Do I really want to know (and feel) what He does? The love, sure. The sorrows, the hurts…definitely not so much. Think of the weight of the knowledge and power the Office of the US President alone holds. The lives at stake and the ramifications of all your decisions, the pressures. Would you really want to be a part of that? Would you WANT to take that on yourself? Our pride probably says sure, but really? Think about it.
Now multiply that times infinity and that’s what God wants us to feel. He wants us to feel the love He has for the hurting, the oppressed, the needy, the not-so-needy. That’s the weight off the world on Jesus’ shoulders. I think He also wants us to feel the insults, the losses, the pain, the suffering. God wants us to be more like Christ, and guess what? Christ hurt. He hurt for you and me. Never will we feel the extent of what Jesus went through (PTL!), but we can and will know just a hint of His pain, His suffering…His love.
Now, if we knew that this is what we were getting into, why would we want to be God’s friend?

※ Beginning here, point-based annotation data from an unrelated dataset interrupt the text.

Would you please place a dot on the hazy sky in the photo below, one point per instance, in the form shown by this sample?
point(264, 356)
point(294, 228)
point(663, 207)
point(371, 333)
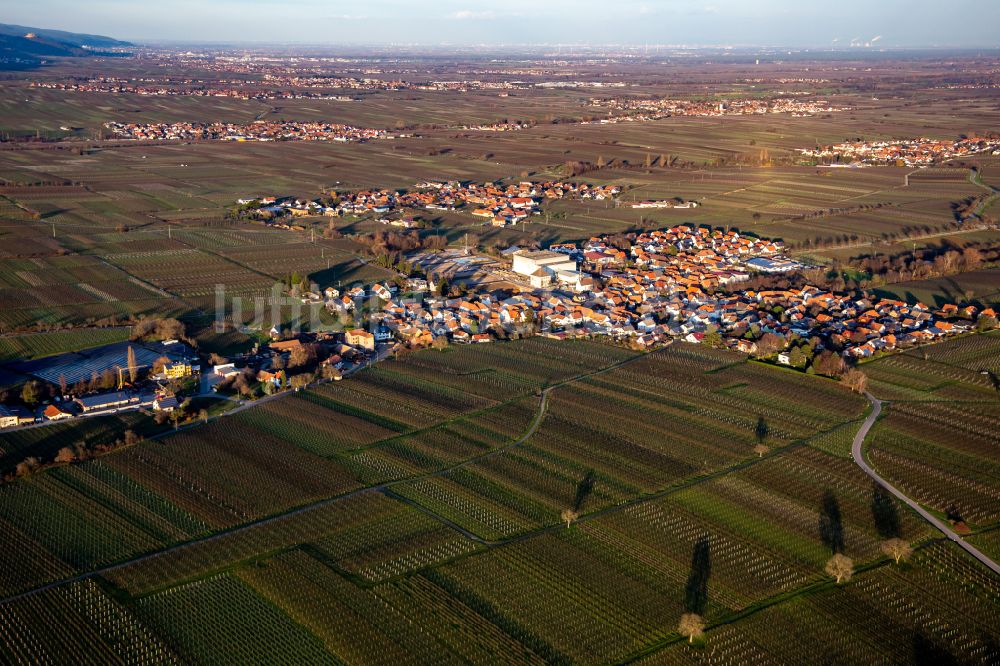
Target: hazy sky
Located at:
point(816, 23)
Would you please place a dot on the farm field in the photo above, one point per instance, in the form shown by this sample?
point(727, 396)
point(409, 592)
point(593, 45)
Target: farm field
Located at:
point(37, 345)
point(526, 501)
point(358, 520)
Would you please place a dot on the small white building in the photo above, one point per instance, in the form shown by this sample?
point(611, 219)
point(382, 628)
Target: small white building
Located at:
point(541, 267)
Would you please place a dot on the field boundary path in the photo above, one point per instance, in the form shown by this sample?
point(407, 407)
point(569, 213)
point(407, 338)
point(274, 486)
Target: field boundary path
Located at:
point(857, 452)
point(384, 488)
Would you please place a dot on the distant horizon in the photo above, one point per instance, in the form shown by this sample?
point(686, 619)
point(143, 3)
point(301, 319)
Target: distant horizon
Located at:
point(850, 25)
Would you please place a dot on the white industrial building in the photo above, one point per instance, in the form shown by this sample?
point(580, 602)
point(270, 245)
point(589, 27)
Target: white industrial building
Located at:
point(543, 267)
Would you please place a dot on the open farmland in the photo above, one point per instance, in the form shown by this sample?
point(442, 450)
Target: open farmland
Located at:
point(435, 503)
point(945, 456)
point(530, 499)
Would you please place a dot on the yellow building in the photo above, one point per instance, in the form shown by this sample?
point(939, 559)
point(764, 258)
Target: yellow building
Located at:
point(178, 370)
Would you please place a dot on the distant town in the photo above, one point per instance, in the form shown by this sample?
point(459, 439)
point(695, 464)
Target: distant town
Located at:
point(910, 152)
point(257, 131)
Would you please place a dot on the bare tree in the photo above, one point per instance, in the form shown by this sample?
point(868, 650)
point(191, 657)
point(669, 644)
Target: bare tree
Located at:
point(856, 380)
point(133, 366)
point(897, 548)
point(840, 567)
point(691, 626)
point(568, 516)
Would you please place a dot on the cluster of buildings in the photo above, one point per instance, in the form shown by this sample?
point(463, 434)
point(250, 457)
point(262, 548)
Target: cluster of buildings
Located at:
point(654, 109)
point(908, 152)
point(257, 131)
point(664, 285)
point(665, 203)
point(499, 205)
point(251, 91)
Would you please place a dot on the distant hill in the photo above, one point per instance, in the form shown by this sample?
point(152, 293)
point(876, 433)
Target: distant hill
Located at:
point(22, 47)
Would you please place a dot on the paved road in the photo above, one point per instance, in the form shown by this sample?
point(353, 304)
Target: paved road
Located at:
point(857, 452)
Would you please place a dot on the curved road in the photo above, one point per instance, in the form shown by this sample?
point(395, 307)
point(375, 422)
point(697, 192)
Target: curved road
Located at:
point(385, 488)
point(857, 452)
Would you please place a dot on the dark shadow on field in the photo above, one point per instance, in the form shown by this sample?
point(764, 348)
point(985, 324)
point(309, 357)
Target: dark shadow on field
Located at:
point(761, 430)
point(332, 275)
point(831, 523)
point(928, 653)
point(884, 512)
point(583, 490)
point(696, 590)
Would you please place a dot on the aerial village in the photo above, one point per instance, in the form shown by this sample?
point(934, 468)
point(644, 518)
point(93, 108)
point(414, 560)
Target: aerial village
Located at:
point(909, 152)
point(496, 205)
point(251, 91)
point(642, 290)
point(655, 109)
point(257, 131)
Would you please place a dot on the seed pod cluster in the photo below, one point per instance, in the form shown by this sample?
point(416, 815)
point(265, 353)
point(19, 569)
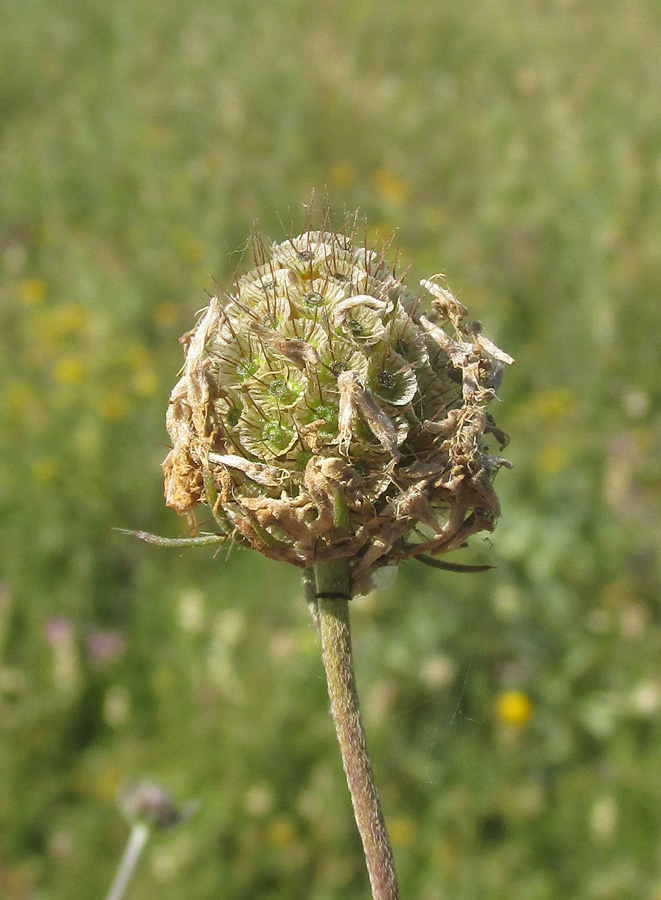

If feeling (just a small touch of) that pain was part of it, when just a touch can be so overwhelming, why would we do that?
But we do. Why? Because He created us that way. He created us for a relationship with Him. Our earthly relationships aren’t even a tinge of what our Father wants with us. In David Platt’s new book, Radical, he states, “We do have to love him in a way that makes our closest relationships in this world look like hate.” (pp12-13)
Once we do know what being His friend involves, we still stay His friend. What the? Why? What draws us, what makes us want to be in the constant friendship with God? HE does. It’s nothing we do on our own. We can’t will it ourselves-believe me, I have tried. My best intentions, they ALWAYS fall way short.
And what do we do with the Father’s business, what do we do with those feelings? Do they break our hearts the way the Father’s is broken over us and drive us to action? Or do they hurt and hurt, but cause us to become apathetic because the pain and the suffering can be so deep? What can I, as one person do?
What is the responsibility that comes with this friendship to God? The God who calls me friend, the God whom I am to reverently call God.